If we display the flag in a Listbox or Table, it looks ugly. 0’s and 1’s are appreciated only by programmers.




If instead of 0/1 we assign string values like  “Yes”, “No” the display would look better.




But if we use string values, we lose the ability to use numeric expressions. Instead we would need to use slower string expressions like “if(Shipped=’Yes’,…)” and “count(Shipped).”.

Wouldn’t it be great if we could have the best of both worlds? Strings for display and numbers for convenience and performance? This is where dual is useful.

A quick review of the function from Help:
  dual( s , x )
  Forced association of an arbitrary string representation s with a given number representation x.

What this means is that a field value will have both string and numeric values — a dual nature. Which type is used  — string or number — is dependent on the context where the field is referenced.

Let’s define that Shipped flag using dual:

if(Not IsNull(ShipDate), dual(‘Yes’, 1), dual(‘No’, 0) ) as Shipped

We are still assigning one of two choices to Shipped. The assigned values have a dual nature. Qlikview will use either the string or numeric value automatically based on how the field is referenced.

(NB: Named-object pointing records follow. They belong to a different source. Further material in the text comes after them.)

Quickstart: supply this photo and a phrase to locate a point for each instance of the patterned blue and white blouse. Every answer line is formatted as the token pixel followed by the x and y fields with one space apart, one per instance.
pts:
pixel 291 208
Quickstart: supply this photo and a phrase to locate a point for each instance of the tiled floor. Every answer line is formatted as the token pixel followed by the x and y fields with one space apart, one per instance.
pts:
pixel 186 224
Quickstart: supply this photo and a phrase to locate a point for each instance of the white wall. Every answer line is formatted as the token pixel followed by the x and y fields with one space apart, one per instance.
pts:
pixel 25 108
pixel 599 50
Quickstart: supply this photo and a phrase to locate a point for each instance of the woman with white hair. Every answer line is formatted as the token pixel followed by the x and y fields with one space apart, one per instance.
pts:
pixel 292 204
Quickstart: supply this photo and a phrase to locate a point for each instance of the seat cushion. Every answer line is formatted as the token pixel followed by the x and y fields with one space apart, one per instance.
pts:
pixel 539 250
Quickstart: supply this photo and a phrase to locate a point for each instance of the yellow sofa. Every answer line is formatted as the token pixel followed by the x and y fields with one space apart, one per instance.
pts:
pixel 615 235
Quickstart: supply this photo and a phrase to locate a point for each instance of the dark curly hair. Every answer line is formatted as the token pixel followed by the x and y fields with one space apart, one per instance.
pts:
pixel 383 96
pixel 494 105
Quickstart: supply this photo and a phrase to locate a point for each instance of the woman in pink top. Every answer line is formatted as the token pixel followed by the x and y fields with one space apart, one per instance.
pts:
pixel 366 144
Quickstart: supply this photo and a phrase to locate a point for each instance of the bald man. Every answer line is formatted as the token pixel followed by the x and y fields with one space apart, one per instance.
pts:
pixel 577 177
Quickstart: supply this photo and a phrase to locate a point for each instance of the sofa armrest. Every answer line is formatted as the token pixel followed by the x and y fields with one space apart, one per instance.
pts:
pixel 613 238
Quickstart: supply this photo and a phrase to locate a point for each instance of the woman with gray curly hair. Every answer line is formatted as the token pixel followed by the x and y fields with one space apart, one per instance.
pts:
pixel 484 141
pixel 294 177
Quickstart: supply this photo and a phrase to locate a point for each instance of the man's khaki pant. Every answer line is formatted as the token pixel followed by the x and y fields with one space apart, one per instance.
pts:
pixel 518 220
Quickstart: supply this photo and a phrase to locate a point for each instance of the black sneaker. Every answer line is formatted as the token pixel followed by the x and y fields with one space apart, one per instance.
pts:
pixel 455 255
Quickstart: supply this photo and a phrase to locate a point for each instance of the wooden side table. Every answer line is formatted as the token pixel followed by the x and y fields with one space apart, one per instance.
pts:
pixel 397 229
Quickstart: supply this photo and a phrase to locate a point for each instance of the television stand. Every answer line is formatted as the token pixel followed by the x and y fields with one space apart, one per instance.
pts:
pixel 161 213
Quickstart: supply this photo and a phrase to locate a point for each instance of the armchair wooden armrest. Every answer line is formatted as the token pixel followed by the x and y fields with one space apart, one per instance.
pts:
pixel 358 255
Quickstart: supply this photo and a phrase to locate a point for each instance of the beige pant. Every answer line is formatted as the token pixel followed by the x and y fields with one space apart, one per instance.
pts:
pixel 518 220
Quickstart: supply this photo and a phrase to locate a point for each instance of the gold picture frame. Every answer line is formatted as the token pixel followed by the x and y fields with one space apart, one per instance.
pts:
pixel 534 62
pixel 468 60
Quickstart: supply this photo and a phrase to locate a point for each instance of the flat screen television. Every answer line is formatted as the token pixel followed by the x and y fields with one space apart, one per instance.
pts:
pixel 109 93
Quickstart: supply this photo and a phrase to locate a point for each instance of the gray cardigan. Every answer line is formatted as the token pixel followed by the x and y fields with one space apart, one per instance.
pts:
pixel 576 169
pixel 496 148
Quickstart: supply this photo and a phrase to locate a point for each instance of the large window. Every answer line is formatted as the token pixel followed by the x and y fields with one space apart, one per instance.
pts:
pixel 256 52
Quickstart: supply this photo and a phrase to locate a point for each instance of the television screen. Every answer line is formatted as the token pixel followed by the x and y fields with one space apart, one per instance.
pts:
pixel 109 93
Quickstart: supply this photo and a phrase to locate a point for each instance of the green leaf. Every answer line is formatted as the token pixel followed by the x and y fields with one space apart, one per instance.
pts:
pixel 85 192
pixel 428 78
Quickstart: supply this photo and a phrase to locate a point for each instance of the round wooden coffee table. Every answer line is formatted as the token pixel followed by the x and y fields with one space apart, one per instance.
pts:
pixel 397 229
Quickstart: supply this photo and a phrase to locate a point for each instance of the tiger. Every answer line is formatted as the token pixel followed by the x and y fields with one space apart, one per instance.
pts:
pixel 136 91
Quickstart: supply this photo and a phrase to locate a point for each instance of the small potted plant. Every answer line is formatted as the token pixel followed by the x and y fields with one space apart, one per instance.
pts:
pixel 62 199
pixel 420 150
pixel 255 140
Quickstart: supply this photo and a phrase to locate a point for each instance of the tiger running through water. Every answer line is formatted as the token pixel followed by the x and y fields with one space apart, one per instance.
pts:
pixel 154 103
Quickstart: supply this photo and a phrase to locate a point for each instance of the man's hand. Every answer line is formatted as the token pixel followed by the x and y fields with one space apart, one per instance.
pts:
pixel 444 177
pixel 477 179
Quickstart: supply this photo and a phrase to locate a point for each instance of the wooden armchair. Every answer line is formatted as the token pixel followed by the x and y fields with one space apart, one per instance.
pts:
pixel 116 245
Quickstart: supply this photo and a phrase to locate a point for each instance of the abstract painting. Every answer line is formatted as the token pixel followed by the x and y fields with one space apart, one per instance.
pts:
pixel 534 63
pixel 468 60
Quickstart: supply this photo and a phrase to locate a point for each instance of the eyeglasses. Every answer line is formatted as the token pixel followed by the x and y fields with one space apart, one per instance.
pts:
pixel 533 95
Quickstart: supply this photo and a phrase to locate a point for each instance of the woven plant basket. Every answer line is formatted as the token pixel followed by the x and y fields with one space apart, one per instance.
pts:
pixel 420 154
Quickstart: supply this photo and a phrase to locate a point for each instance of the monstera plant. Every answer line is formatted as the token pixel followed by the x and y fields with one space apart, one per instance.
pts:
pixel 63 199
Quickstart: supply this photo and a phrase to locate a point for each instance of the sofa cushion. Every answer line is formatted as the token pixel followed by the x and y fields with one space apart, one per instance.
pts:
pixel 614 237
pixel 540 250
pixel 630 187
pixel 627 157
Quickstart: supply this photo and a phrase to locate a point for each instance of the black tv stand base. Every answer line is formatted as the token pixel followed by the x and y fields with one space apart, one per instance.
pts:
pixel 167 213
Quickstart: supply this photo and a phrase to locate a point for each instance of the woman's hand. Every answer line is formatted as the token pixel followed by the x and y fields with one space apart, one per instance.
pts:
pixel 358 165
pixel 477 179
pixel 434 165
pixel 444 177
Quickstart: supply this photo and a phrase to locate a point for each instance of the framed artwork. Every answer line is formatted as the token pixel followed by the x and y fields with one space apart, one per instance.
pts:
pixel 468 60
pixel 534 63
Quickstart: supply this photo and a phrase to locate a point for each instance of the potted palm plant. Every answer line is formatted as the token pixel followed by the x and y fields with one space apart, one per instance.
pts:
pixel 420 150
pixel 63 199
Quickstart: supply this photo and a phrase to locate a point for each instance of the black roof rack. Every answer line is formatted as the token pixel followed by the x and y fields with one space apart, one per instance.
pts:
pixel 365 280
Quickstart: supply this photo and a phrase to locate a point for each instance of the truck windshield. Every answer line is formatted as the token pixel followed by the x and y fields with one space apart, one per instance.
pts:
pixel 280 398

In a display context like a Listbox or dimension, the string value (“Yes/No”) will be used.
In a numeric expression like “sum(Shipped), the numeric value (0/1) will be used.

What about the “(If(…” test? QV will choose a numeric or string comparison based on the presence of quotes. All three of these examples are valid:

If(Shipped, …
If(Shipped=1, …
If(Shipped=’Yes’, …

In practice, I may create many 0/1 flags in a single script. Rather than clutter the syntax with a lot of repetitive dual(), I use a mapping approach.

First I define my map:

MAPPING LOAD num, dual(str, num) INLINE [
num, str
0, No
1, Yes

Then I identify the fields I want to assign to dual() with MAP USING statements:

MAP Shipped USING YesNoMap;
MAP Audited USING YesNoMap;

Later in the script I create the flag fields using the simple 0/1 assignments:
if(Not IsNull(ShipDate), 1, 0) as Shipped

MAP USING will translate the 0/1 into the desired dual. This approach also makes it easier to globally redefine my display values from “Yes/No” to “Y/N” or “Si/No”.


5 thoughts on “The Nature of Dual() Flags”

  1. Hi Rob

    Nice post!

    How does one go about referencing the 1 in set analysis. I cant seem to get it to work, eg

    field = {1}


  2. Set analysis modifiers use the “search” syntax, therefore set analysis will always assume string. So you must use

    To reference the 1 in SA you must use the more complex


  3. Duals are a good idea but keep in mind that it will fail if you have indistinct numeric values:

    LOAD dual(str, num) INLINE [
    str, num
    A, 1
    B, 2
    C, 2
    D, 3

    Value ‘C’ will never get shown (is totally lost) because number 2 has “occupied” value “B”.